SMART: LA CITYCAR PER ECCELLENZA SI FA SUV
Ce ne è voluto, di tempo. Era il 2012 quando, al Salone di Parigi, Smart presentò il SUV concept Forstars. Di solito, una concept è un po' come una sfera di cristallo: la si guarda e si vede il futuro. Un futuro che, stando alle recenti indiscrezioni, diventerà presto realtà. D'altra parte quale miglior modo, se non il lancio di un SUV elettrico, per tornare alla grande nel mercato USA e debuttare in quello cinese?
SMART SUV DAL 2022?
Markus Schäfer, responsabile Ricerca e Sviluppo di Mercedes, si è sbottonato in merito a quello che potrebbe nascere dall'unione con Geely: ''Lavorando con Geely abbiamo accesso a scale più ampie: al loro know-how ma anche alla stretta collaborazione con Volvo. Questa è una buona base per noi per creare una piattaforma scalabile e abbastanza volume per avere successo. Abbiamo i geni del marchio e, con il potere ingegneristico e progettuale, siamo partiti bene. Direi 'rimanete sintonizzati', in termini di prodotto''. Smart dovrebbe introdurre i nuovi modelli elettrici Fortwo e Forfour verso la metà dell'anno mentre, entro il 2022, sarebbe previsto il SUV elettrico compatto.
ADDIO DIMENSIONI DA SMART
Certo, forse dovremo abituarci a una Smart assai diversa, con l'arrivo del crossover. Perché se è vero che il nuovo modello sarà molto più lungo della attuale Forfour, che prende in prestito il pianale dalla Renault Twingo, è probabile che ci si debba spostare altrove: su un pianale tutto nuovo, con buona approssimazione su base Geely, e che abbandoni anche motore e trazione posteriori. D'altra parte, in seguito alla joint venture tra Daimler e Geely del 2019, già era stato annunciato un modello inedito per il 2022. Si parlava di una compatta di segmento B, ma in fondo era lecito aspettarsi che dall'unione potesse nascere anche qualche nuova avventura.

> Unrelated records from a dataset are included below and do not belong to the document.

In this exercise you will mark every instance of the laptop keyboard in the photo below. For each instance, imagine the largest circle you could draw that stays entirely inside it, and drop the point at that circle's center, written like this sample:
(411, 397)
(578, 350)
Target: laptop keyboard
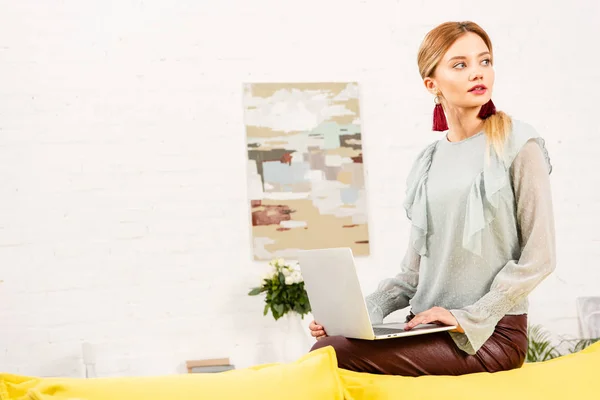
(386, 331)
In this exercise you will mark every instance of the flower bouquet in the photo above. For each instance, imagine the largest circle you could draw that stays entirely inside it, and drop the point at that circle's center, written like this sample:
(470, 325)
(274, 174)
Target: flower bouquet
(284, 288)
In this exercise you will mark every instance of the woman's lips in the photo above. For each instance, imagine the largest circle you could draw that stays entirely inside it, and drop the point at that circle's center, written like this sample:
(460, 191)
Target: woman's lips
(478, 91)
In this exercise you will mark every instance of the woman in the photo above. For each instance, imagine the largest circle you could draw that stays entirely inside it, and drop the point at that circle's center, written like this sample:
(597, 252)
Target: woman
(482, 235)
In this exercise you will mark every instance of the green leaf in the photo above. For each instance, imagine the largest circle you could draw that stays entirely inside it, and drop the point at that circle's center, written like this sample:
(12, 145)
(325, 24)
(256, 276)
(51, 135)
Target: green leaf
(256, 291)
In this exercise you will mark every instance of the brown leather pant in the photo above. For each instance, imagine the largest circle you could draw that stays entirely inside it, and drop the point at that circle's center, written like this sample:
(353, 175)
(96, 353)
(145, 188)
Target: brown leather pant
(433, 353)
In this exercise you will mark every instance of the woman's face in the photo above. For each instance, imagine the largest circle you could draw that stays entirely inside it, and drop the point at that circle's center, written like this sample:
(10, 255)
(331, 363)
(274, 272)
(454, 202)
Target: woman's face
(466, 63)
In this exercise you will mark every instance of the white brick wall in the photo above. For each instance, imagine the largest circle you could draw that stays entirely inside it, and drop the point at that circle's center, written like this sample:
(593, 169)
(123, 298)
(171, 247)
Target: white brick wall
(123, 212)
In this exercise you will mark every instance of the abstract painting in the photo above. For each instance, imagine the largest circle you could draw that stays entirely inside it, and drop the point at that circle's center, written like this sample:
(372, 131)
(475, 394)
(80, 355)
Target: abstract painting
(306, 182)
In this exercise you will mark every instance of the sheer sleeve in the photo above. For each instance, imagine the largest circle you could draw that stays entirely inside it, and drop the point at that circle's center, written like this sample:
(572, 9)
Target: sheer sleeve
(531, 184)
(395, 293)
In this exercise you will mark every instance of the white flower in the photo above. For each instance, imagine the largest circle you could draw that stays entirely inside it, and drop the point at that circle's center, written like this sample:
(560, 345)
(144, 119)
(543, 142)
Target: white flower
(297, 277)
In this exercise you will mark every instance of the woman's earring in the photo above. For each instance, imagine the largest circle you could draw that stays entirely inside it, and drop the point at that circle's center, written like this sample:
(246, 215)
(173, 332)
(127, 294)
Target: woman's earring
(487, 110)
(439, 119)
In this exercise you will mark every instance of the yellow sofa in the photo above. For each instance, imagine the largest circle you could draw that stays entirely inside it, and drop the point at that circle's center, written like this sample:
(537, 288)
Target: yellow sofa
(315, 376)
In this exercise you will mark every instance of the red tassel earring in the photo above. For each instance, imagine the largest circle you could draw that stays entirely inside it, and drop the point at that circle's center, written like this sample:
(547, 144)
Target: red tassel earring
(439, 119)
(487, 110)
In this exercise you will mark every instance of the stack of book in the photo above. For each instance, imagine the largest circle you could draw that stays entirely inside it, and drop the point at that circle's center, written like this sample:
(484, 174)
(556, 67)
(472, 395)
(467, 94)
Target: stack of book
(208, 366)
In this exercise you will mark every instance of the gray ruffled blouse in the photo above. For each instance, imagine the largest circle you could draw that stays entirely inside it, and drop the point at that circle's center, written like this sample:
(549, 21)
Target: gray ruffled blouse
(482, 233)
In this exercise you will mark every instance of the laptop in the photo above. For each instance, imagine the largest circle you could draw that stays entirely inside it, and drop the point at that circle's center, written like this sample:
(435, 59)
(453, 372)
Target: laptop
(337, 301)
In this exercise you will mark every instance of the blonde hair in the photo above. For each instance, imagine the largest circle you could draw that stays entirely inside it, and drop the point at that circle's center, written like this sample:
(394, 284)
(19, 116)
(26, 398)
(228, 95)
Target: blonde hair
(432, 49)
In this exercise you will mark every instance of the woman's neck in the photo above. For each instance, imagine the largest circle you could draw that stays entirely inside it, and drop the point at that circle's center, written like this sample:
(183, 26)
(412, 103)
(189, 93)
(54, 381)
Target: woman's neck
(465, 125)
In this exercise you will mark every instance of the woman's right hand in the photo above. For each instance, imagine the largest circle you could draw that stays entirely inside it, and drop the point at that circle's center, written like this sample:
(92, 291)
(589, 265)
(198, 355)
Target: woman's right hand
(317, 331)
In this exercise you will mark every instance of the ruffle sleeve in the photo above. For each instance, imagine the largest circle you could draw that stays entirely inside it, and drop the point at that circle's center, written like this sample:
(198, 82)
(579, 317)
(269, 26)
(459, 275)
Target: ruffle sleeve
(484, 195)
(529, 174)
(415, 201)
(395, 293)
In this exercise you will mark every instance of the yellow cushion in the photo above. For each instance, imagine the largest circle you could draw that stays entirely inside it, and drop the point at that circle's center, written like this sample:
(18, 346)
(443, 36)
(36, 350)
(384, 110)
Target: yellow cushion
(572, 376)
(313, 376)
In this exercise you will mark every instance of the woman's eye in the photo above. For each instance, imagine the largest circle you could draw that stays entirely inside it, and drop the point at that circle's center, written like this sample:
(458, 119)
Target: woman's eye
(461, 63)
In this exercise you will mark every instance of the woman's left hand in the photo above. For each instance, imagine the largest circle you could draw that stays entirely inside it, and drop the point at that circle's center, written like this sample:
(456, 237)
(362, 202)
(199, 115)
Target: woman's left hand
(433, 315)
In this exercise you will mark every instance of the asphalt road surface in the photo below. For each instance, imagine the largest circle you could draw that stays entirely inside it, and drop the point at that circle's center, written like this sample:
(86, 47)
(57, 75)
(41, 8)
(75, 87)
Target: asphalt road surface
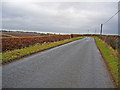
(74, 65)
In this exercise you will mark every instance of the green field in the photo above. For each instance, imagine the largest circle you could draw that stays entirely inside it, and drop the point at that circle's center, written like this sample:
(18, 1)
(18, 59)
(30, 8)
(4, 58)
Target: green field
(111, 58)
(9, 56)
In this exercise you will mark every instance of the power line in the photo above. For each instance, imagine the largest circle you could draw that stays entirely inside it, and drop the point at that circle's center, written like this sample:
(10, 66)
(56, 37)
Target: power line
(111, 17)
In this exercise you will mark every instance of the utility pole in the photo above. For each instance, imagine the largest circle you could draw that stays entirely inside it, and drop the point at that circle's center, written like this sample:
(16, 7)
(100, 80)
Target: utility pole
(101, 29)
(95, 31)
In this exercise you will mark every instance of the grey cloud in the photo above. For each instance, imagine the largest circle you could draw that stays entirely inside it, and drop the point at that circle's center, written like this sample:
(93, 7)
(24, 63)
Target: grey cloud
(67, 17)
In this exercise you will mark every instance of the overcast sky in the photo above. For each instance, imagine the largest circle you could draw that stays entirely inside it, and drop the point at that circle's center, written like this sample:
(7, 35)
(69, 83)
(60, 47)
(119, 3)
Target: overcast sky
(60, 17)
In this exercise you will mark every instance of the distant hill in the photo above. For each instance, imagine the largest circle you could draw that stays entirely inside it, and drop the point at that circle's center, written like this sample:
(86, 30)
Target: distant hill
(5, 33)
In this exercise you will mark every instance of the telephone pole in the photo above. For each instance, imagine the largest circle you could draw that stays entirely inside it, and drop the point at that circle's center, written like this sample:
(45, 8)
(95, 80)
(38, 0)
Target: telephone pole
(101, 29)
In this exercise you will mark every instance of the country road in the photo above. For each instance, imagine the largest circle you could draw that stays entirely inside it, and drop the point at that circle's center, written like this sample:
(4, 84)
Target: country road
(74, 65)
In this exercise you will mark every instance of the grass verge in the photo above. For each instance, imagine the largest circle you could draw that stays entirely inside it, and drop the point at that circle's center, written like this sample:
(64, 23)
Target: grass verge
(10, 56)
(111, 58)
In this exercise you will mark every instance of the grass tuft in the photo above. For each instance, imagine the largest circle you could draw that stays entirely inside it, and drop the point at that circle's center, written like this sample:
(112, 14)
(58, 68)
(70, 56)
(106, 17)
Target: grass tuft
(12, 55)
(111, 58)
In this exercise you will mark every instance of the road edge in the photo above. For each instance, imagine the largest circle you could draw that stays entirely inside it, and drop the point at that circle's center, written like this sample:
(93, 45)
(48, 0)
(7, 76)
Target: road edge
(10, 61)
(107, 67)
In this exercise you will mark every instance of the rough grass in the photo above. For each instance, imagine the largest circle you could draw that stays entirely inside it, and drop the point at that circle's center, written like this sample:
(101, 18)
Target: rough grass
(9, 56)
(111, 58)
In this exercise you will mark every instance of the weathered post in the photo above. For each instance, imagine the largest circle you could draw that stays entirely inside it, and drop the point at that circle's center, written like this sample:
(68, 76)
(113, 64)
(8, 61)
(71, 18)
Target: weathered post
(101, 29)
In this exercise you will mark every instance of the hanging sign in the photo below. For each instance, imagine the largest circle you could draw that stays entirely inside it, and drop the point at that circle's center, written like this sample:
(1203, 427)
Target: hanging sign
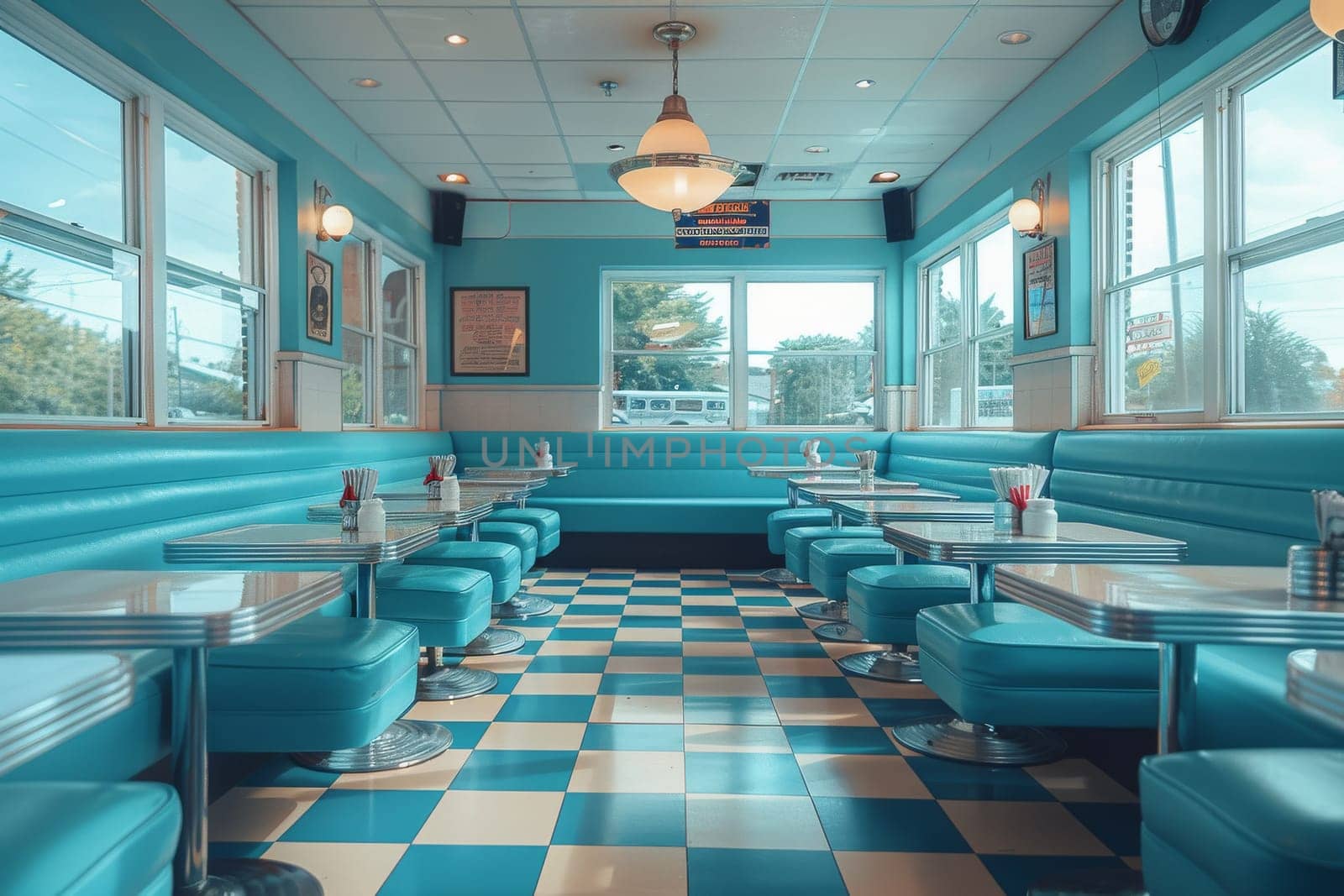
(729, 224)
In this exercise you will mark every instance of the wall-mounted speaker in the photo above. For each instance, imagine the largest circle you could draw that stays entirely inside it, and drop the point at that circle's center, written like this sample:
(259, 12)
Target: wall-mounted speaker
(898, 207)
(449, 211)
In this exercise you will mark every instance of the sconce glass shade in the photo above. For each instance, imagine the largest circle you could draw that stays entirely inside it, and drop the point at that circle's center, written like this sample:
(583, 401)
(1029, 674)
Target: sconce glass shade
(1328, 16)
(338, 222)
(1025, 217)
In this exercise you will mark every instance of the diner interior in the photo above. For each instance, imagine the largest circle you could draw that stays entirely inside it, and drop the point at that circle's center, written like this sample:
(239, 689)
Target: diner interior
(624, 448)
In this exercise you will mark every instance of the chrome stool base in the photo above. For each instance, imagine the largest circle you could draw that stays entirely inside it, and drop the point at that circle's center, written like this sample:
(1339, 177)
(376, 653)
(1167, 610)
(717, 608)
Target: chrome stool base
(257, 878)
(953, 738)
(826, 610)
(454, 683)
(491, 642)
(522, 606)
(839, 631)
(884, 665)
(403, 745)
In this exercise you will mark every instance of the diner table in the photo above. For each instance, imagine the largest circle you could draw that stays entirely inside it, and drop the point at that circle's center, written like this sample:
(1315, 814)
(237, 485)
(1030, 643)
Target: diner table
(1316, 683)
(979, 546)
(1178, 607)
(187, 613)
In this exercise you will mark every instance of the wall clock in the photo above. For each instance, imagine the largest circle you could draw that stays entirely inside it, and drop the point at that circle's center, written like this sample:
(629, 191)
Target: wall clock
(1168, 20)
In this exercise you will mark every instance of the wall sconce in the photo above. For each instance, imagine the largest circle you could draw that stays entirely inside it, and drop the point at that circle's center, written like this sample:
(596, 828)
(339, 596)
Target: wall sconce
(1028, 215)
(333, 221)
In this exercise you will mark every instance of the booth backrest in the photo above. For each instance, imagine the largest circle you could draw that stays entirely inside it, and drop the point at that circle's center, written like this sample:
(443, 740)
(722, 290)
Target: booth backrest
(960, 461)
(109, 499)
(1234, 496)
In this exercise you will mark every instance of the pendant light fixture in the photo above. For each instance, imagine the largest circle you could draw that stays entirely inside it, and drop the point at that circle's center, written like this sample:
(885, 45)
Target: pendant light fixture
(672, 168)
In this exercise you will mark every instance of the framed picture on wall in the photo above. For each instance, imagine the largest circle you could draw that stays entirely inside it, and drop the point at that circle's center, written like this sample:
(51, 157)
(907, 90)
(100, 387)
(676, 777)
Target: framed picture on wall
(491, 331)
(319, 298)
(1039, 293)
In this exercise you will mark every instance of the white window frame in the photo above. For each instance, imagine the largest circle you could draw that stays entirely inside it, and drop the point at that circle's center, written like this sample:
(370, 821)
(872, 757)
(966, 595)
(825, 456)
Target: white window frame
(375, 246)
(147, 110)
(737, 342)
(964, 248)
(1216, 100)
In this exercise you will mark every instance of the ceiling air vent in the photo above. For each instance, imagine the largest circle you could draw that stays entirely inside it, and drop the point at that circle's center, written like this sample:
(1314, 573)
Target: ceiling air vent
(803, 176)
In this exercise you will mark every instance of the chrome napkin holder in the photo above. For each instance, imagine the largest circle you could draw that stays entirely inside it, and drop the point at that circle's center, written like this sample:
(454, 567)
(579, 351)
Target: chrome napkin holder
(1315, 571)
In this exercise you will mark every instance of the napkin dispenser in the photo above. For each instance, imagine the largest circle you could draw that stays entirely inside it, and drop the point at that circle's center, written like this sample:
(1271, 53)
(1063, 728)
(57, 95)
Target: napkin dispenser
(1315, 571)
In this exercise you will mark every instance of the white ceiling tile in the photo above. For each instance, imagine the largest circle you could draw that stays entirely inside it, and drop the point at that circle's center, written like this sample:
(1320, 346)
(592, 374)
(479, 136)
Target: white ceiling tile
(335, 34)
(491, 34)
(1054, 31)
(484, 81)
(951, 117)
(400, 80)
(979, 78)
(432, 149)
(898, 149)
(913, 33)
(722, 33)
(521, 149)
(398, 116)
(835, 78)
(859, 118)
(503, 117)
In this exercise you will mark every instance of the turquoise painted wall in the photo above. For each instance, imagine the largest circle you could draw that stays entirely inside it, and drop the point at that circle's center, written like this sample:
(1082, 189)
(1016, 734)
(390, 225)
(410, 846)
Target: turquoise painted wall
(963, 194)
(132, 33)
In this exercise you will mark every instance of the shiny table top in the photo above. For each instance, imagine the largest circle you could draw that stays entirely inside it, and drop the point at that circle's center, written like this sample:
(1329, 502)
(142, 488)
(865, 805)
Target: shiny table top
(302, 542)
(50, 698)
(1316, 683)
(1178, 604)
(124, 609)
(979, 543)
(875, 511)
(474, 506)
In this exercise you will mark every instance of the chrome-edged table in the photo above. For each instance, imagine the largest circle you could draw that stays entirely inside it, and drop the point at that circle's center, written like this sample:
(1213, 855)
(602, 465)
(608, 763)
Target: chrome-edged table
(889, 665)
(1316, 683)
(1178, 607)
(979, 546)
(50, 698)
(187, 613)
(405, 741)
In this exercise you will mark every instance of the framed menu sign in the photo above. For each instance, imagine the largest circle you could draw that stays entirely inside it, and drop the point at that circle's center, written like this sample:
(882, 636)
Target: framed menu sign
(490, 331)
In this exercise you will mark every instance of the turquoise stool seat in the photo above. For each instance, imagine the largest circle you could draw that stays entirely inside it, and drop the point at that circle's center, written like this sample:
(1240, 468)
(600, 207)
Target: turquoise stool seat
(503, 563)
(1005, 664)
(87, 839)
(546, 521)
(830, 562)
(781, 521)
(1243, 822)
(316, 685)
(521, 535)
(797, 544)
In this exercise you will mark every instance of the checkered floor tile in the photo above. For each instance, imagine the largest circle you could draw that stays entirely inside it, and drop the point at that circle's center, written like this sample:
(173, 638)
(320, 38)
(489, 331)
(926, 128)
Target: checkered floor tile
(679, 732)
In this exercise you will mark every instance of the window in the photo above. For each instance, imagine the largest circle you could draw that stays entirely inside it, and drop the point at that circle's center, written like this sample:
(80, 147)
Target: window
(743, 351)
(1221, 293)
(98, 320)
(381, 348)
(967, 336)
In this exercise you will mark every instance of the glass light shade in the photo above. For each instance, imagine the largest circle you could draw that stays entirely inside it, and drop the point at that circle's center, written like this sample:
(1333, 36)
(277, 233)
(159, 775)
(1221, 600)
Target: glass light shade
(338, 222)
(1328, 16)
(1025, 215)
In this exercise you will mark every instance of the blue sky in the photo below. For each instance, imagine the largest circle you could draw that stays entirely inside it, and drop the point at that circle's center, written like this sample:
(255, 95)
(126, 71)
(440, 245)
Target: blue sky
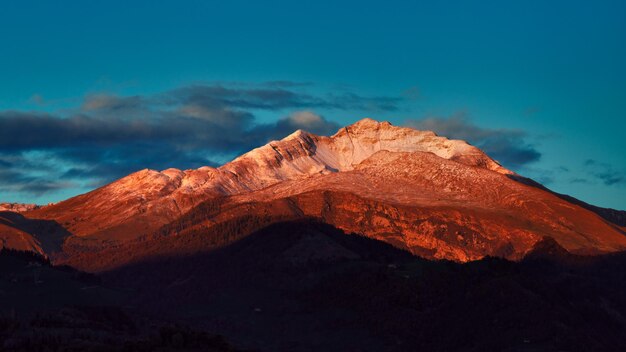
(92, 91)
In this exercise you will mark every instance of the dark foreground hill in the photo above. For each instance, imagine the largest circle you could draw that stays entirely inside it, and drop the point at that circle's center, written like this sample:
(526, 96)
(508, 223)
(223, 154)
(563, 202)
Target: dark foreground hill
(306, 286)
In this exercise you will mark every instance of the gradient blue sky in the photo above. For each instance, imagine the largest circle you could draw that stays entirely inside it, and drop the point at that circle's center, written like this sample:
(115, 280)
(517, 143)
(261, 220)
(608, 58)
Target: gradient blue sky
(542, 84)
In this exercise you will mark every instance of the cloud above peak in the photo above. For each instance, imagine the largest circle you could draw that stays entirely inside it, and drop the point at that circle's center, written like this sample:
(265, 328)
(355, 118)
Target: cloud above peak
(109, 136)
(508, 146)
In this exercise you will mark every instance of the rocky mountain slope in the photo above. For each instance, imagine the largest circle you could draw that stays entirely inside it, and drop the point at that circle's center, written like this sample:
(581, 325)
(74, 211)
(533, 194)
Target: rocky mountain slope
(435, 197)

MOTORE E AUTONOMIA DELLA SMART SUV
Quanto alle prestazioni della nuova elettro-crossover si sa che avrà un'autonomia di circa 300 km garantita da un pacco batterie agli ioni di litio da 78 kW/h. In fin dei conti se Geely, oltre a Smart, ha quote azionarie anche di Volvo, Lotus e Polestar, si può facilmente immaginare che le risorse dalle quali attingere per il nuovo SUV non manchino affatto. Dovremo attendere ancora un po' per saperne di più. Speriamo solo non sia come quella volta al Salone di Parigi 2012...
L’ultimo arrivato nella redazione è toscano, di Firenze. Sin dai primi anni di vita affascinato dalle quattro ruote, col passare degli anni si è poi avvicinato alle due, dalle quali è rimasto folgorato. Dall’infanzia sogna di diventare pilota (prima di F1 poi di MotoGP) ma il sogno rimane nel cassetto, anche perché in famiglia pare sia l’unico con la benzina nelle vene. Finito il liceo tutto appare chiaro: “Voglio diventare un tester”. All’università studia Media e Giornalismo e si laurea con una tesi sulla rivista Motociclismo, iniziando poco dopo a collaborare col giornale. Negli anni ha frequentato quanti più corsi di guida per imparare a guidare le moto, finché nel 2019 è diventato lui stesso Istruttore di Tecniche di Guida Motociclistica della F.M.I. Ah, dimenticavamo: pare stia cercando moglie…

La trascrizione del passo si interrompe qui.